Even if you’re an active dad involved in caretaking and addressing the emotional needs of your children, you may be concerned that you won’t get equal custody of your kids. Georgia family law stipulates that both parents are equal when it comes to child custody arrangements. Georgia family courts evaluate each case individually and base child custody decisions on the best interests of the children.

Parenting plans in Georgia

In domestic relations cases, some dads fear being left out of parental decision-making. Georgia requires parents to submit a parenting plan to the court. Parents work together to decide on the terms of child custody, which leaves room for the voices and opinions of both parents.

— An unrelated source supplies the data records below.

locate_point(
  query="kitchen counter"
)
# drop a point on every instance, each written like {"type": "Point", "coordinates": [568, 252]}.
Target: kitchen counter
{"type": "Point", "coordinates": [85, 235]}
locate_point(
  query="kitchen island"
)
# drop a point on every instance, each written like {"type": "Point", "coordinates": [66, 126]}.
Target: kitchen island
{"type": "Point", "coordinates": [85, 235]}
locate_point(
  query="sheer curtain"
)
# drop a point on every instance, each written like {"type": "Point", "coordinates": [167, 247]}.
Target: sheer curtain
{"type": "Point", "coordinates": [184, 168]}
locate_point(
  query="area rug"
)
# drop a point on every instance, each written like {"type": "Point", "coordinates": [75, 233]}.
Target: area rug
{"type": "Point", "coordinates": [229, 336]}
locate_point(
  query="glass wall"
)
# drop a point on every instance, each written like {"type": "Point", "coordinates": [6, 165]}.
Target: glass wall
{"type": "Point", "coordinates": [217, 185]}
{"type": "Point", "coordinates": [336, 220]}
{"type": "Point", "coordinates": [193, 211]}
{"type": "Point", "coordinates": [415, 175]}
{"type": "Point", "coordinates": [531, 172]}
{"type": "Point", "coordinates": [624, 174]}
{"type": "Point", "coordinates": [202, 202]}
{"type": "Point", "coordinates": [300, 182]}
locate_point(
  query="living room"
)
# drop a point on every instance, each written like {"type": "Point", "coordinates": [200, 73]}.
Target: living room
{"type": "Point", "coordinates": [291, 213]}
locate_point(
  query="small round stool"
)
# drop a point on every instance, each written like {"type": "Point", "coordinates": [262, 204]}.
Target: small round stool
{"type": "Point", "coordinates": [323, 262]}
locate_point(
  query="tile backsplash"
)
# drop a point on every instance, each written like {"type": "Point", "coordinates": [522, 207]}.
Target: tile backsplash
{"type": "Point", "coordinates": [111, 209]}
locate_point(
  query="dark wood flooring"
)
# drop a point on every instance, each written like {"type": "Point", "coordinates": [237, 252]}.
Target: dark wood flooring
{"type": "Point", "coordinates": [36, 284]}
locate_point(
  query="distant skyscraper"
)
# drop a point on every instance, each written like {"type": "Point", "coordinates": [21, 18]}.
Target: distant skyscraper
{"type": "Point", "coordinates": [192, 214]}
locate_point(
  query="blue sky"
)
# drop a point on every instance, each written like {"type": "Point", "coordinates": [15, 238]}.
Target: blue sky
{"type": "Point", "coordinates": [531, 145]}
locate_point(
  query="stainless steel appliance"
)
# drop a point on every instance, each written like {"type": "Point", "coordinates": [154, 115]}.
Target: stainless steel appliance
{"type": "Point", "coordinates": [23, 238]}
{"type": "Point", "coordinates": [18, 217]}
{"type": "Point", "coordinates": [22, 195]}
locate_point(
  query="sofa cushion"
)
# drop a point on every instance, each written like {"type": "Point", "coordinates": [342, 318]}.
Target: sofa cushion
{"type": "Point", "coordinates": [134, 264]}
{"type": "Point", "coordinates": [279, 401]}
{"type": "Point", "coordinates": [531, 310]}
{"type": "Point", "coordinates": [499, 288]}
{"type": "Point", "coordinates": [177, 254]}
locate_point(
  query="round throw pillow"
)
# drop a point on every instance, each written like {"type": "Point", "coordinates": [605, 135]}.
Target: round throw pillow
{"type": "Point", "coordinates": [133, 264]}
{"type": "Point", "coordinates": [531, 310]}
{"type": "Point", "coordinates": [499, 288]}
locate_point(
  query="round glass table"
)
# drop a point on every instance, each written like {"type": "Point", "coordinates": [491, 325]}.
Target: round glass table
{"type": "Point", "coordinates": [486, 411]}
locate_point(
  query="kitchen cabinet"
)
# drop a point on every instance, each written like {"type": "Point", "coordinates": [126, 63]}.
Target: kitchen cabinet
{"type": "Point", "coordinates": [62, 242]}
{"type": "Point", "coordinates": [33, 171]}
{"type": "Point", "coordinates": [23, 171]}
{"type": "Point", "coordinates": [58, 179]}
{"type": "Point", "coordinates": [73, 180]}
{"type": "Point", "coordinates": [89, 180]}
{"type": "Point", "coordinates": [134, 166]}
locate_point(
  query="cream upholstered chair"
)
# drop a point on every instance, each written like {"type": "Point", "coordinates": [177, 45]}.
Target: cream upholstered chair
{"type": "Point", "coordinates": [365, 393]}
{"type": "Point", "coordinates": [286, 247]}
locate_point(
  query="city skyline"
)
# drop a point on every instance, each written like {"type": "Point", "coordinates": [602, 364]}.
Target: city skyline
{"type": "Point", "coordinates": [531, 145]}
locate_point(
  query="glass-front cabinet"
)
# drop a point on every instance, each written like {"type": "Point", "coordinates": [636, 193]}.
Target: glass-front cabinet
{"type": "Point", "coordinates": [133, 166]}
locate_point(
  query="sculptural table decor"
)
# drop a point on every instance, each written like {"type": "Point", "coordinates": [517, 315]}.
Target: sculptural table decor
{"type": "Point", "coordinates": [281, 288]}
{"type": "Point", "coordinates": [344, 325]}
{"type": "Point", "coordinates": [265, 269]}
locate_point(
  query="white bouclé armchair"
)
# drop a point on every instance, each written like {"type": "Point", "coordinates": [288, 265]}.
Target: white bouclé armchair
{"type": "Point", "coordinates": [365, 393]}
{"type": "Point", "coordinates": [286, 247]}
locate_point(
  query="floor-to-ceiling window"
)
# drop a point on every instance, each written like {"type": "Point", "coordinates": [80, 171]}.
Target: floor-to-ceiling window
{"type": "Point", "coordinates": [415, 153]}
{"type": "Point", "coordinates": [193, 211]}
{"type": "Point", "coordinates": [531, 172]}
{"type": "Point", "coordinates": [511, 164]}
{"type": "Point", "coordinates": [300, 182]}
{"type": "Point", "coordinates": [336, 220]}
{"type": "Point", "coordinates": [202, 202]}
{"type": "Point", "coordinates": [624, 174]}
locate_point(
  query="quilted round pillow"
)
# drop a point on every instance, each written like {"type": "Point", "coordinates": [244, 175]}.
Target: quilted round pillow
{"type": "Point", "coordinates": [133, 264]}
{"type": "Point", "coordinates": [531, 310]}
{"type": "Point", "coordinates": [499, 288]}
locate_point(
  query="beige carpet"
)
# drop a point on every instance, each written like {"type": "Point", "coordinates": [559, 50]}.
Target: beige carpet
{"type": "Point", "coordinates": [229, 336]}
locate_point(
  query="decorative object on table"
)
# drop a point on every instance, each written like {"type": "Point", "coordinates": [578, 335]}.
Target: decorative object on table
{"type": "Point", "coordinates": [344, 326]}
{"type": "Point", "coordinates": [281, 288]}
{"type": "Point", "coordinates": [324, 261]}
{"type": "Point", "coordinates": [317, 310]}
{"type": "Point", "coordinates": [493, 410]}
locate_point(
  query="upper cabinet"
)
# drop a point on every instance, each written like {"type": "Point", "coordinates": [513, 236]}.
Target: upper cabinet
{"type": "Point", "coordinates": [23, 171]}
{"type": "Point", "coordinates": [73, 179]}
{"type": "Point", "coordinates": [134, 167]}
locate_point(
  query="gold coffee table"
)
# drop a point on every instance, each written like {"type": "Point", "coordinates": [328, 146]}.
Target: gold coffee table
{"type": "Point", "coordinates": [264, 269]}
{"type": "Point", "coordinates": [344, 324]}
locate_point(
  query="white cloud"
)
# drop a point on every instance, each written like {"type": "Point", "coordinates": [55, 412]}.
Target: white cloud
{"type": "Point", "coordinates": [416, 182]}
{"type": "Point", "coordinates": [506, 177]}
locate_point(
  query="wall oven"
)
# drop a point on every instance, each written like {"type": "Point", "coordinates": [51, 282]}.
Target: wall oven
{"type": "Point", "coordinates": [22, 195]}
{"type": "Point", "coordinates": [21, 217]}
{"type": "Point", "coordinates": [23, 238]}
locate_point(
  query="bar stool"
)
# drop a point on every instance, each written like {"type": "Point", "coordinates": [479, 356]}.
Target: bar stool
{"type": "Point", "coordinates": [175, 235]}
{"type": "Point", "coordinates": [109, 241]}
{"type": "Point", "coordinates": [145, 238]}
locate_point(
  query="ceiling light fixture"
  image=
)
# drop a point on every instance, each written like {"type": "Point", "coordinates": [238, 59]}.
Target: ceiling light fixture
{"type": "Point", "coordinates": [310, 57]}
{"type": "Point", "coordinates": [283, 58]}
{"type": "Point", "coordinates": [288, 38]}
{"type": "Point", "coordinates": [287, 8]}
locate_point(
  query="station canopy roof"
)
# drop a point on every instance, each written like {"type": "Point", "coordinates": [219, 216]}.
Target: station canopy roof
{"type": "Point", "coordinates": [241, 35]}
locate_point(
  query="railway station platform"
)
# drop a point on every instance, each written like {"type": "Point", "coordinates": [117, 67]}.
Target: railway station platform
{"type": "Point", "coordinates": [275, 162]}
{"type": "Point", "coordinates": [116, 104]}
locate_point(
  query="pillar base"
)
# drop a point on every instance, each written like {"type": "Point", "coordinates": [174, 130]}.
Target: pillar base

The following are basic elements of a Georgia parenting plan:

  1. Parenting time. The plan should be specific about where each parent will spend time with the children and establish the days of the week the kids will be with each parent. If supervision is needed during parenting time, the details of such should be included.
  2. Holiday and vacation time. You will need to address where your children will spend birthdays, significant holidays, family events and vacations. Some parents choose to alternate holidays to ensure fairness for both parents and children.
  3. Transportation. Both parents will have to agree on transportation agreements that include details about how the children will travel between homes, along with drop-off and pick-up locations.
  4. Information sharing. Parents have the legal right to access their s records and information, including education, health, extracurricular activities and religious communications.
  5. Communication. Maintaining clear communication is vital for the children’s sake. Establish the best means of communication, whether that be emails, text messages or phone call and when communication is permissible.

The most important element of any parenting plan is that it reflects the needs and interests of the children.

Many divorced dads find co-parenting to be a challenge. However, with shared common ground, empathy, patience and open communication, you can help create a parenting plan that establishes structure, agreements and commitments. This can help contribute to a predictable and consistent schedule for your kids.